If i can focus long enough
got a haricutfrom person i used to pork, feel disconnected.
got invited out, stood there awkwardly with someone else on the dance floor while male made out with female, felt like beta.
sat on the front lawn, combing dogs hair
dad told me he hoped he'd live to see me do what he thinks i'm capable of. i told him thats what worries me, that i won't finish anything in time. he told me he couldn't ask for more, in terms of where i am now. made me feel okay
talking to internet friend since 02 a lot lately since i've been indoors a lot and it makes me want to hug her
been just staying indoros a lot, masturbating a lot, playing games a lot, numb a lot. i want to work on music, but eh, it makes me nervous
compsotion makes me nervous, but i've not been too nervous to practice singing. going to try to join the colleges' opera workshop program
thinking about how i got screwed so badly when i was in musicianship ii a year ago is making me wish i stood up for myself, and said how things were totally fucked up. even if i didn't pass at least i'd have a chance at redemption. the teacher acted like such a tool, though, that i didn't want to stand up for myself
only one more chance to take it. my social network is stronger this time. i'll be taking it with some good people. i hope we can all support each other, as opposed to dwarfing or hovering over each other. i don't want to feel belittled by their talents.
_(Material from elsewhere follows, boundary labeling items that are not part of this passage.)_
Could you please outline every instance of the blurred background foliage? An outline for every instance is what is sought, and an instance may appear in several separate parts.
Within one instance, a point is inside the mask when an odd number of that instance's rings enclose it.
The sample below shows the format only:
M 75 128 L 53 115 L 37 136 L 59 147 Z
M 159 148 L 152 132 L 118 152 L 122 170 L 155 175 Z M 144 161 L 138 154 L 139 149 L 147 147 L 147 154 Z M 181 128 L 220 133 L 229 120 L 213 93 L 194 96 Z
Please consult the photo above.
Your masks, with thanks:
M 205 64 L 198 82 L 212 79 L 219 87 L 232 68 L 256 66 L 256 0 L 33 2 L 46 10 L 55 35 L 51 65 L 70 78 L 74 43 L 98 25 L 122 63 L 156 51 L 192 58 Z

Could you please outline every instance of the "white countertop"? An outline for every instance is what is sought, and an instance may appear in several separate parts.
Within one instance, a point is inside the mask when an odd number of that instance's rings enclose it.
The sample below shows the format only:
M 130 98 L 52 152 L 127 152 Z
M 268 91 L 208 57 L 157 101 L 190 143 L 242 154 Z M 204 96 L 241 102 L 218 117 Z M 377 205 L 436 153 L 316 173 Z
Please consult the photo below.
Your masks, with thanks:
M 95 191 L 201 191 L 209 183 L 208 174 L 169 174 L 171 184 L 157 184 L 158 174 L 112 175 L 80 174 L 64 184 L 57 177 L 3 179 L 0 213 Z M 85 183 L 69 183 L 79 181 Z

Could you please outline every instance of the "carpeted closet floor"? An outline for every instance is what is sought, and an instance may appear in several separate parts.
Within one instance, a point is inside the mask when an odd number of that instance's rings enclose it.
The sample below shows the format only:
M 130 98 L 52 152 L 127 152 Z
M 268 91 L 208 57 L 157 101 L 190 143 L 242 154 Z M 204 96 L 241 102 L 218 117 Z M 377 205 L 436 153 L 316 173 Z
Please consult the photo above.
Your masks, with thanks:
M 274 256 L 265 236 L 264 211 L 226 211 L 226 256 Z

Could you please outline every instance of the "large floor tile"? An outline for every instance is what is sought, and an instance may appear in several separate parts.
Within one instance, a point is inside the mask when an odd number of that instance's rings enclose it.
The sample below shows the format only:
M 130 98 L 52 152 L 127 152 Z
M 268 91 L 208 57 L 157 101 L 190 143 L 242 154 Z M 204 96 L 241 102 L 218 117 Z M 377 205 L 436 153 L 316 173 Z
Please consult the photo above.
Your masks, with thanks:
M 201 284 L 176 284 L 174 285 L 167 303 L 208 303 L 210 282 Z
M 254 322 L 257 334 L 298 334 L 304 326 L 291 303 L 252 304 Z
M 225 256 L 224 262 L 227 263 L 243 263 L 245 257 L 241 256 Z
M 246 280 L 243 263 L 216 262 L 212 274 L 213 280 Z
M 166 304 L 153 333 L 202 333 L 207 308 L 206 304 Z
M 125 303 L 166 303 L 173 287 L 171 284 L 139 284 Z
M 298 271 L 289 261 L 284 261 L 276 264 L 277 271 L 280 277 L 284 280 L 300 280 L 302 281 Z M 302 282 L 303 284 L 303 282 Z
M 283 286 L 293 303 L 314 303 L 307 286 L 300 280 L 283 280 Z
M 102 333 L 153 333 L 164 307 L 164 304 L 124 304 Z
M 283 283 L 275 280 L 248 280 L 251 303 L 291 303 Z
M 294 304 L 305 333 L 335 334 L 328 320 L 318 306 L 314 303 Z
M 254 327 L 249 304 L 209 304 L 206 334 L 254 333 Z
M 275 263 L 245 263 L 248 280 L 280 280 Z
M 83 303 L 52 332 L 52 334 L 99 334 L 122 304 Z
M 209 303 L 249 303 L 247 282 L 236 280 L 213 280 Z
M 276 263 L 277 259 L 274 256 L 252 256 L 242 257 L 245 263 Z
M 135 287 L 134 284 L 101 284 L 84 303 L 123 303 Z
i've also been doing a lot of ear training exercises at home, just the basic.s. intervals. nothing too elaborate. some reading. conducting and solfege.
got my moms' car's shocks fixed. on tuesday im going to get new tires thanks to pa.
i wish my mom would ask for a hug sometimes. too scared to ask. don't want to be touched but i also want to be hugged but i don't find myself able to express that.
guy who made out with my friend is cool and nice. to everyone. i noticed while i was dancing like an asshole, he was all sitting there being cool. not looking awkward like i do when i sit when everyone is dancing. i think he might be a pickup artist.
partially because one of his friends seemed to be one
i wish it was considered hot to be awkward and fat and really lame
i feel like i got some stuff going for me, but it doesn't come out in these kinds of social interactions. they all feel like job interviews. usually people don't get impressed by me until they give me a lot of chances. i think i have the ability to impress. but im also got the outer layer. i think that might be why i have this dual self hatred self aggrandization going on. layer 1 i hate. but i feel like layer 2 is so much better. shames me to admit that i think the latter about myself. i really think i'm destined for great things that are being denied to me by my outer parts. whether that is just a new generational sense of entitlement or truth or a sense of entitlement that i will make true, i still do not know, not even after all this time. i'm proud of the things i've done still, though.